Was ist passiert? Tausende Maori haben in der neuseeländischen Hauptstadt Wellington gegen die Regierung protestiert. Kritikpunkt ist die Umsetzung der Praxis, gefährdete Kinder den Eltern wegzunehmen: Mehr als die Hälfte der Kinder in staatlicher Fürsorge sind Maori. Die indigene Gruppe macht aber nur 15 Prozent der Bevölkerung in Neuseeland aus.
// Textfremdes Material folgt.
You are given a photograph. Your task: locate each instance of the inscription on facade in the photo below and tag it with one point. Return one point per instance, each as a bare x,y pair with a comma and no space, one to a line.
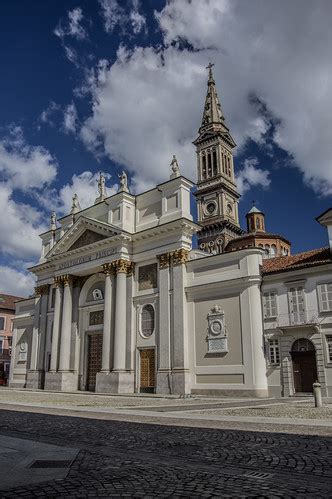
147,277
86,258
96,318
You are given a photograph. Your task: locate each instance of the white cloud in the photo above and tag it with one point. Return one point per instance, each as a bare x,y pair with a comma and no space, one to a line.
73,26
138,20
148,104
16,282
85,186
24,166
20,227
47,114
113,14
70,118
252,176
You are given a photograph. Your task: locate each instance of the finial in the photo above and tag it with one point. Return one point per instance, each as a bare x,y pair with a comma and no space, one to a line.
53,220
123,187
75,207
209,67
175,168
101,188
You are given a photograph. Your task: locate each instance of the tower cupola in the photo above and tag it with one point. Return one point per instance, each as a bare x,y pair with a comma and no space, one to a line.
255,220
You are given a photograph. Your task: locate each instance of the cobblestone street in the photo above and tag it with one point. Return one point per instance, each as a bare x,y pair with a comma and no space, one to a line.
124,459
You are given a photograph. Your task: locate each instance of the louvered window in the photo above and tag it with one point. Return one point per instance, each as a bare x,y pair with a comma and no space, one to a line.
325,297
270,305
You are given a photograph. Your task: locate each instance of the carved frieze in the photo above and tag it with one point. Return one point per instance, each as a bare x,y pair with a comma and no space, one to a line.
88,237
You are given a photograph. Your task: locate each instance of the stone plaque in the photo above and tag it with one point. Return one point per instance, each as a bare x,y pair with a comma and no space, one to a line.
147,277
96,318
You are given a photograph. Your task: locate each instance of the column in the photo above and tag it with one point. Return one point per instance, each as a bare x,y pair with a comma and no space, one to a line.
257,341
106,354
164,341
35,337
119,362
64,361
56,325
181,373
42,328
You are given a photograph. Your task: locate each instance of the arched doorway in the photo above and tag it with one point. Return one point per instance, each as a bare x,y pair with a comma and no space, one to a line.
304,365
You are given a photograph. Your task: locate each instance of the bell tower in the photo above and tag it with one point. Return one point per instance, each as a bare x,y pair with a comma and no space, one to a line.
216,196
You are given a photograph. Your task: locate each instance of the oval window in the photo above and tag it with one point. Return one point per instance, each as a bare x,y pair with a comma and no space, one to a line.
147,321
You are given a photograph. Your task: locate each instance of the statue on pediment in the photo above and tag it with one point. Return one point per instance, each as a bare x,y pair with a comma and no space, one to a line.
75,207
123,182
175,168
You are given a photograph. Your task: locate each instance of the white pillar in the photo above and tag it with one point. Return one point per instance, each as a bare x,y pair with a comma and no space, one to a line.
35,336
106,354
119,359
42,328
257,341
181,372
56,325
65,341
164,340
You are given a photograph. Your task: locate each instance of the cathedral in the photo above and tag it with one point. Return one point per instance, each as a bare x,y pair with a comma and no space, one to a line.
125,304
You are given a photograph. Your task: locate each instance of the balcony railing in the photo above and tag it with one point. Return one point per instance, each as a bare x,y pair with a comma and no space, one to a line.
305,318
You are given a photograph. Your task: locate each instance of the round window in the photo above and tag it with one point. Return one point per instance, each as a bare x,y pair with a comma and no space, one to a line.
147,321
211,208
216,327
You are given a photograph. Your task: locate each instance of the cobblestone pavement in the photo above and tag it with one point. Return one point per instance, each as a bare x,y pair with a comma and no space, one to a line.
121,459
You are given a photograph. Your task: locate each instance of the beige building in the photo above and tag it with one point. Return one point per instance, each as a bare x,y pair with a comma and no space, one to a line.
125,304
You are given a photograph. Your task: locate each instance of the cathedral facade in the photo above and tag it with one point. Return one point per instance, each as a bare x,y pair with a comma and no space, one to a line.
125,304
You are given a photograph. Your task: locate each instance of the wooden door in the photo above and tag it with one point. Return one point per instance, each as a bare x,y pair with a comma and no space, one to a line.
296,302
95,347
147,366
304,370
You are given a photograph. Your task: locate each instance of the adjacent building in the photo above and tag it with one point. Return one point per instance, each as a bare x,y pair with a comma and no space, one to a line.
125,304
7,312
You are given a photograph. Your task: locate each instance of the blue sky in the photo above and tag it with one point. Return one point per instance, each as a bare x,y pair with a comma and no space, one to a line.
102,85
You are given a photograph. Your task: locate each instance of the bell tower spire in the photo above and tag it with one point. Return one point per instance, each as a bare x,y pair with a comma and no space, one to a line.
217,196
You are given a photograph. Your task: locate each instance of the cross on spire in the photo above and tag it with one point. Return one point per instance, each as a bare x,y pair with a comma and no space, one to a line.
209,67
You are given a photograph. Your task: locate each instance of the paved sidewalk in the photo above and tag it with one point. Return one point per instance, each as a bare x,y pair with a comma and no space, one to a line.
121,459
296,415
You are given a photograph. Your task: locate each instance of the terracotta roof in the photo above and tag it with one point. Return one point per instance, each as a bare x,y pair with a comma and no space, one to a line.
8,301
300,260
257,235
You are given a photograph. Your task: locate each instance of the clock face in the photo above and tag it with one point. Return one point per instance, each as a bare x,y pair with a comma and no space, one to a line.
216,327
211,208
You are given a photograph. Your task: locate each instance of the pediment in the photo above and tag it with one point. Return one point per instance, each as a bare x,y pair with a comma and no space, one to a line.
88,237
84,232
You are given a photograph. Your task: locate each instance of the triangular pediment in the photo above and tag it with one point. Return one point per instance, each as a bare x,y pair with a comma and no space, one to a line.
84,232
88,237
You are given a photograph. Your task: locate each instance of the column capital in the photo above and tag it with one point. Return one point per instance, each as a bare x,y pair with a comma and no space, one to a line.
67,279
57,281
122,266
179,256
164,260
42,290
108,269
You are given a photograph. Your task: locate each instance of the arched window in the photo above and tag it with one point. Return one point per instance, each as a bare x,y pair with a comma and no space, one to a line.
209,164
147,320
204,166
215,164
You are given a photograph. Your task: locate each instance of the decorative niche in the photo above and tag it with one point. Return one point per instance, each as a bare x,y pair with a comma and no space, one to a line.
217,339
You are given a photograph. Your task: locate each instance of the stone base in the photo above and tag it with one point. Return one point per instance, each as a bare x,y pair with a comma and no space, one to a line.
35,380
62,381
180,382
164,382
104,382
116,382
259,393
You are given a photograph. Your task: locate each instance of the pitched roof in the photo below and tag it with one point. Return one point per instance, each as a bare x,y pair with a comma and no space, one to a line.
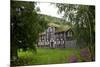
59,27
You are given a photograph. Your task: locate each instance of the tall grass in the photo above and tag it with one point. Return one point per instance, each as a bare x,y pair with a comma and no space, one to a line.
47,56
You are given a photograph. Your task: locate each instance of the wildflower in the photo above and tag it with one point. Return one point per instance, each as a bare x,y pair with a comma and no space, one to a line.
73,59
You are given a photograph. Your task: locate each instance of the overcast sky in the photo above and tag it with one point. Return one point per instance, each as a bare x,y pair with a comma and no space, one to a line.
48,9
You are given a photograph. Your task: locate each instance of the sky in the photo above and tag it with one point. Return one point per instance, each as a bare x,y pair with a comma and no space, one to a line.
48,9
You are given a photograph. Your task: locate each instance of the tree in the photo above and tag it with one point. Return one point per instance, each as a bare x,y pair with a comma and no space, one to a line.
26,24
83,20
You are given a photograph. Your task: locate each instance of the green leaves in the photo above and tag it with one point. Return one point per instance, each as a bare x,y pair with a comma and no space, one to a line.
26,24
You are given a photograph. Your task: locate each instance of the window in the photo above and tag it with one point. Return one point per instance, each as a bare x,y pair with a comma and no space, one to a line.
69,34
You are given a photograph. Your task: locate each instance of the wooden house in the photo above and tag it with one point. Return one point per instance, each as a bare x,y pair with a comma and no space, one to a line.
57,36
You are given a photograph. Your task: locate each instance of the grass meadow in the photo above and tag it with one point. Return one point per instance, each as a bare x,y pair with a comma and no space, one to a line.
48,56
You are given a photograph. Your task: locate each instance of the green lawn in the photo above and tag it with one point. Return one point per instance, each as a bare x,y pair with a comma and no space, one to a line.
47,56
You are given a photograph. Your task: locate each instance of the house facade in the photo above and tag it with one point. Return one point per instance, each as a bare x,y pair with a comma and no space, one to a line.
53,37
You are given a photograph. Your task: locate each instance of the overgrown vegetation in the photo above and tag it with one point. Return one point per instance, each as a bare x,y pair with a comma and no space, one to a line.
49,56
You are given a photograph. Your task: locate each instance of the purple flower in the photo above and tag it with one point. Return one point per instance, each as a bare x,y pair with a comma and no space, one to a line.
85,52
73,59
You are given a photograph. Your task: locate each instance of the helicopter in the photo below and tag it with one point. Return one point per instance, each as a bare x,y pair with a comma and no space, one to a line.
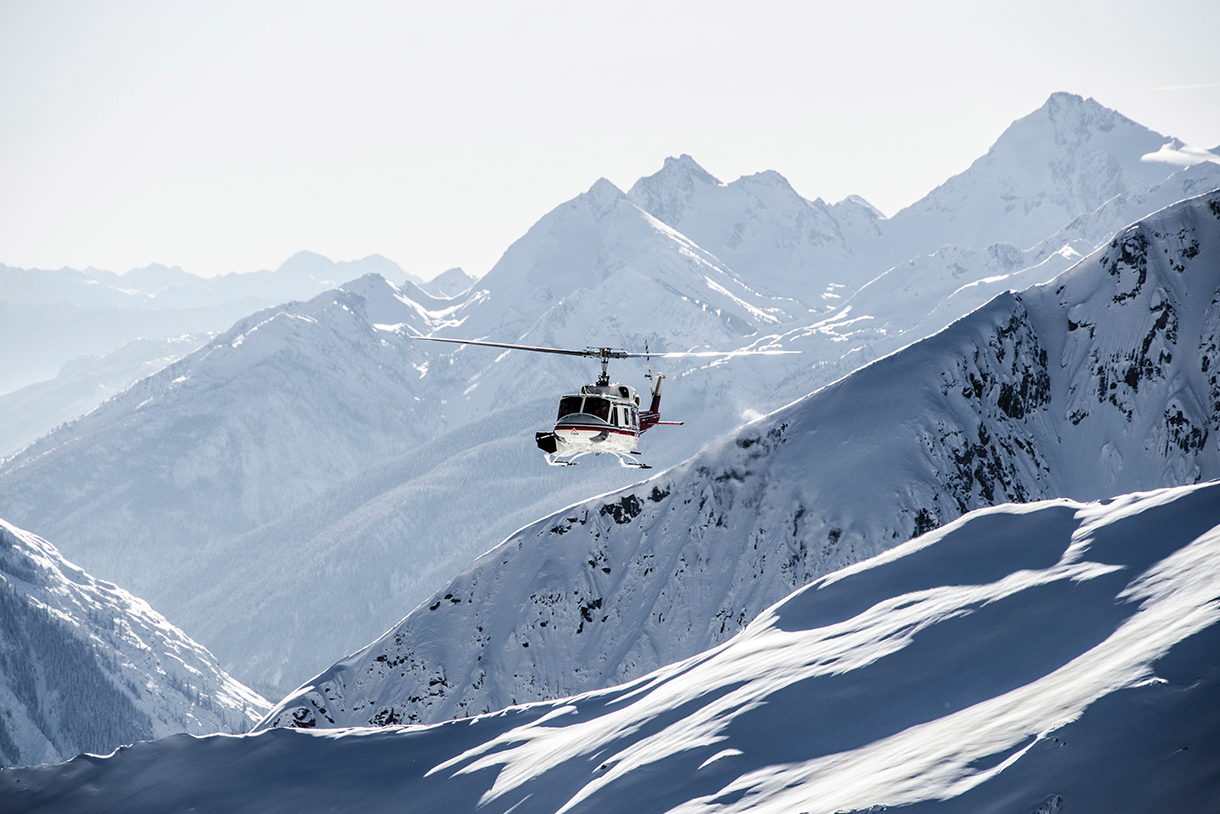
604,417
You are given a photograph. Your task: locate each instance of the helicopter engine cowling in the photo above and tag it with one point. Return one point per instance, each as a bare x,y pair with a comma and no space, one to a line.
547,442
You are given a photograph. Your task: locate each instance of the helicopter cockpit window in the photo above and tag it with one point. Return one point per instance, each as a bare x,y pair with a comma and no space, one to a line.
569,404
598,408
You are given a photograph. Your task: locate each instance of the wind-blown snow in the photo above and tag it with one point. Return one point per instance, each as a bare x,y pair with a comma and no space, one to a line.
1021,658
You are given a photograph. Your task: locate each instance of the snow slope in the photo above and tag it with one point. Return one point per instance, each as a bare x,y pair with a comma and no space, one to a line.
345,421
86,666
1099,383
1024,658
269,414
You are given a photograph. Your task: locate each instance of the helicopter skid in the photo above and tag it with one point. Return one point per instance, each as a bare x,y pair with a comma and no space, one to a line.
569,459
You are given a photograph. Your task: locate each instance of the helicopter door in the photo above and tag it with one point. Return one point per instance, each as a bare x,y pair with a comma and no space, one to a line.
567,405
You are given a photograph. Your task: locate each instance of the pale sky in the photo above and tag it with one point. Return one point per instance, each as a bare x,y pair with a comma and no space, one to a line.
228,136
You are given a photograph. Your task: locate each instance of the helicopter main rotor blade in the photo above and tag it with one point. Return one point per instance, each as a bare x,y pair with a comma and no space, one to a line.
593,353
611,353
678,354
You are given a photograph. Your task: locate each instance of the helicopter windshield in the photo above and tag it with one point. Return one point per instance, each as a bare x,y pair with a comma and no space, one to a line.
569,404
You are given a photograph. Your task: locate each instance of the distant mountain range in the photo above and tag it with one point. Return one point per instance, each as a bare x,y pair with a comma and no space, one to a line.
316,443
1102,382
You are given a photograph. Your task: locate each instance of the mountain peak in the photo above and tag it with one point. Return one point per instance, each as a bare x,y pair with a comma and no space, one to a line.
685,165
603,193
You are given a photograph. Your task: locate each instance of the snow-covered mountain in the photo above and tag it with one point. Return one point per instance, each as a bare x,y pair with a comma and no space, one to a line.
377,441
1024,658
86,666
448,284
49,317
82,385
1064,160
764,230
1102,382
265,416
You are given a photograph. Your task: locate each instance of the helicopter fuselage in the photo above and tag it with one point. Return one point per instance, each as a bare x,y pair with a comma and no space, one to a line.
599,419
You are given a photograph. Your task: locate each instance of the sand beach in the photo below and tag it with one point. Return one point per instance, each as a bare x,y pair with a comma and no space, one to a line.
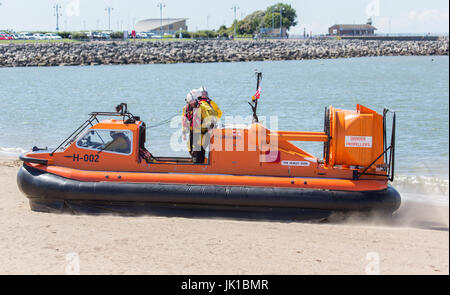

Wie lauten die Vorwürfe? Die Maori werfen der Regierung Rassismus und Kolonialpolitik vor. «Das ist etwas überspitzt», sagt SRF-Mitarbeiter Urs Wälterlin, der in Australien lebt. «Neuseeland hat ein grundsätzliches Problem mit Kindern.» Kindesmissbrauch und die Verwahrlosung von Kindern seien weit verbreitet. Eine Studie von 2018 zeigte, dass von 55'000 Kindern in Neuseeland jedes vierte unter Misshandlung oder Verwahrlosung litt.
Wo liegt das Problem? Unter den Maori sei Armut ein grosses Problem, das Vernachlässigung begünstigen könne, sagt Wälterlin. Kommt Missbrauch hinzu, spiele auch die Tatsache, es aus der eigenen Kindheit nicht anders zu kennen, eine Rolle. Die Studie kommt zum Schluss, dass es generell an Erziehungsprogrammen fehlt.
Andererseits seien kulturelle Unterschiede nicht zu unterschätzen, so Wälterlin: Wenn Maori-Kinder im tiefsten Winter barfuss und in kurzen Hosen zur Schule gehen, ist das ein irritierendes Bild. «Die Wahrnehmung für grundsätzliche Bedürfnisse wie Wärme, Schutz und gesunde Nahrung ist zwischen Menschen verschiedener Kulturen anders – wahrscheinlich nicht nur in Neuseeland.»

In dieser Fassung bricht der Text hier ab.